Io mi sento molto bene qui, la città è infinitamente più piccola della capitale e mantiene quei tratti tipici del Bangladesh. I risciò dai multicolori che sfrecciano tra la strade, i tre ruote con disegni sgargianti, le mucche che camminano sui marciapiedi come bravi pedoni. Le mucche sono molto magre, rubacchiano qualcosa dalle ciotole dei venditori ambulanti di cibo. Qui in qualche modo tutti imparano a sopravvivere.
La casa dei saveriani è circondata da un grande giardino molto curato. Ho visto subito due manguste. Le manguste, simbolo della presenza dello zio, memorie dei racconti di quando ero bambina.
Riccardo amava raccontarmi la storia della sua mangusta addomesticata, che lo aiutava a proteggersi dai serpenti quando viveva nei piccoli villaggi. C'è una sua foto, giovane e bellissimo, con la sua mangusta accanto al viso.
Io non sono credente, ma la spiritualità si respira in ogni angolo. I saveriani hanno storie incredibili di dedizione. Fare del mondo un'unica grande famiglia.
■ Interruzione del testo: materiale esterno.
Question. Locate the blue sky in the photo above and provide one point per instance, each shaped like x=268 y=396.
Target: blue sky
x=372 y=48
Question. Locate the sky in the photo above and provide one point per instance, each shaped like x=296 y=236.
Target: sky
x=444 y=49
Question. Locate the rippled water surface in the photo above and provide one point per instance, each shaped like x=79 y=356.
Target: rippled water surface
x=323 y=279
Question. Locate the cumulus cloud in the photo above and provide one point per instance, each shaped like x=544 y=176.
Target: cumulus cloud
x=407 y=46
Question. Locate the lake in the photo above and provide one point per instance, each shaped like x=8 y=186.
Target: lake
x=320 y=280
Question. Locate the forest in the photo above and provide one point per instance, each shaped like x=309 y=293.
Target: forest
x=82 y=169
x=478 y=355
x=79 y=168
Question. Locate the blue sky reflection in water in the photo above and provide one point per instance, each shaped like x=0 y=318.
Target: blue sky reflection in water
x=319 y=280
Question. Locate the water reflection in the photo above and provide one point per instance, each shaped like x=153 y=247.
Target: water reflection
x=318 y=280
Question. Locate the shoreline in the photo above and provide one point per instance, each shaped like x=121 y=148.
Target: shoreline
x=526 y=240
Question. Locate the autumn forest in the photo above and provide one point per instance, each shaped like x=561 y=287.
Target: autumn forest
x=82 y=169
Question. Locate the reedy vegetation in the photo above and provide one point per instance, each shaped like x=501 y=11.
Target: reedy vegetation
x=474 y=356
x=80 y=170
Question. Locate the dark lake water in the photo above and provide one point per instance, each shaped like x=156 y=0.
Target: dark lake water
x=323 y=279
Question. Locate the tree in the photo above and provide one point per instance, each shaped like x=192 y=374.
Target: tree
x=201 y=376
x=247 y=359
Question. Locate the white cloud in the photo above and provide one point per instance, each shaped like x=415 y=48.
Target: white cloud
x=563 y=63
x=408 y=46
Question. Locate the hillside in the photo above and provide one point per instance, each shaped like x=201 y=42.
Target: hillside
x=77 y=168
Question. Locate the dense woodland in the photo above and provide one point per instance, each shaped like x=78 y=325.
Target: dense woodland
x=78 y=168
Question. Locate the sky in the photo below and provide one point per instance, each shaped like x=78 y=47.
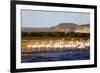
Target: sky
x=33 y=18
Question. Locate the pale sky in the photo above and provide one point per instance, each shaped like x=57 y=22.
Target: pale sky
x=33 y=18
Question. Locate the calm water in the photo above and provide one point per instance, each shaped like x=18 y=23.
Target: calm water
x=45 y=56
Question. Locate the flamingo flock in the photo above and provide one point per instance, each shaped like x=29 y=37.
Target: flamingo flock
x=58 y=44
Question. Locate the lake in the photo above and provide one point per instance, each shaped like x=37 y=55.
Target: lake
x=46 y=56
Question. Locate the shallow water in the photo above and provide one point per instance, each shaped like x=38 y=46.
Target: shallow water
x=45 y=56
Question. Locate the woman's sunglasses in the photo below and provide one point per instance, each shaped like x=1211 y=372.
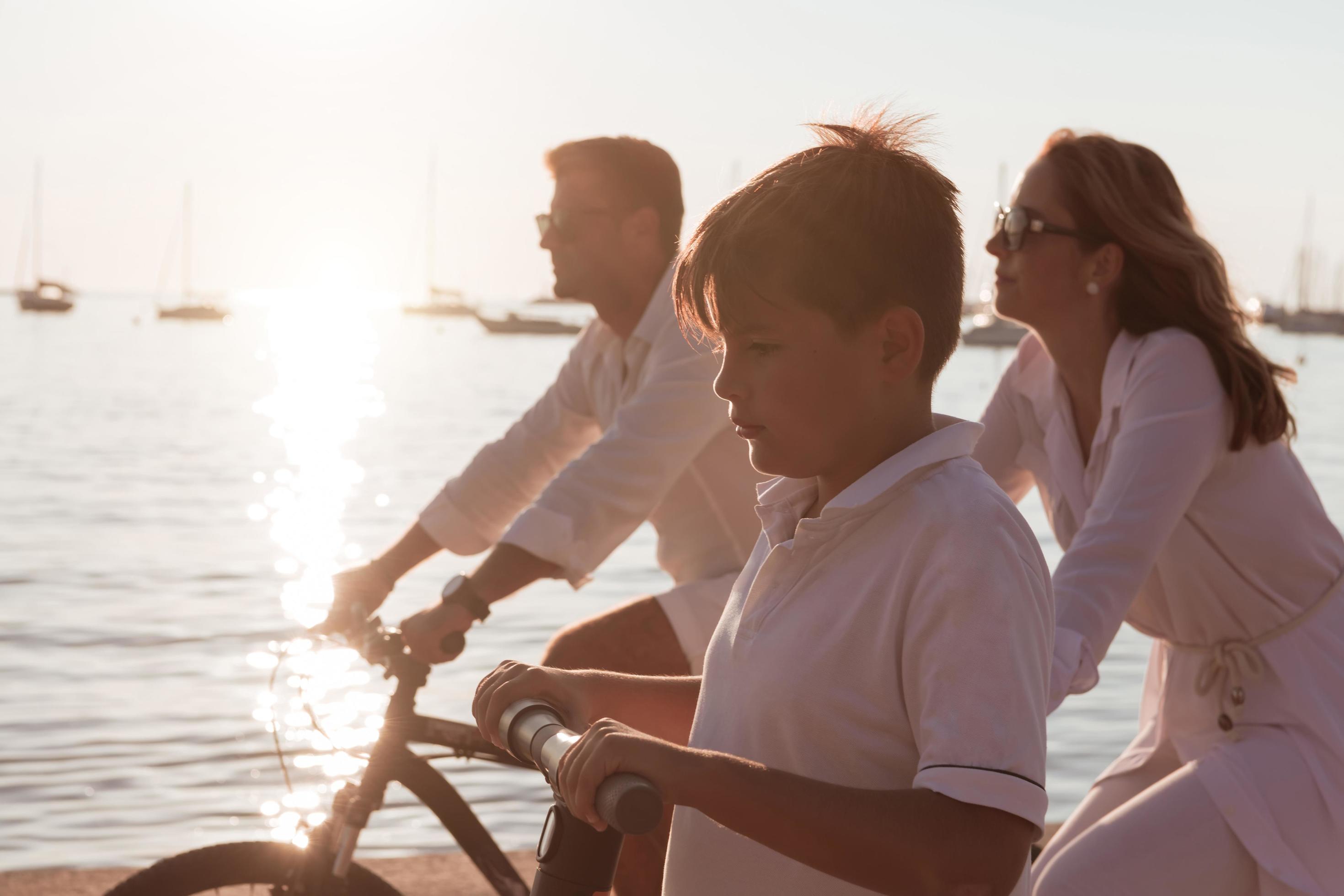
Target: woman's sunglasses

Rifletto spesso su questa frase, cerco di metterla anche io alla base della mia intenzione educativa, la famiglia come non luogo in cui c'è posto per tutti, un luogo sicuro che è palestra di relazione e di crescita.
In effetti io con i saveriani mi sento sempre a casa, in famiglia.
Ieri padre Lupi, che ha 78 anni, con il suo fare ironico ha dichiarato di essere pronto a morire, non perchè lo desideri ma perchè è pienamente soddisfatto di quanto fatto. Gli ho chiesto di attendere, non sono pronta a lasciar andare anche lui. La vita si snoda per strani percorsi, ci sono persone che incontriamo solo più avanti negli anni eppure sembra che siano lì da sempre. Quanti doni che Riccardo mi ha fatto. Quanto è doloroso non poterlo ringraziare sprofondando il volto nella sua barba che odora di tabacco.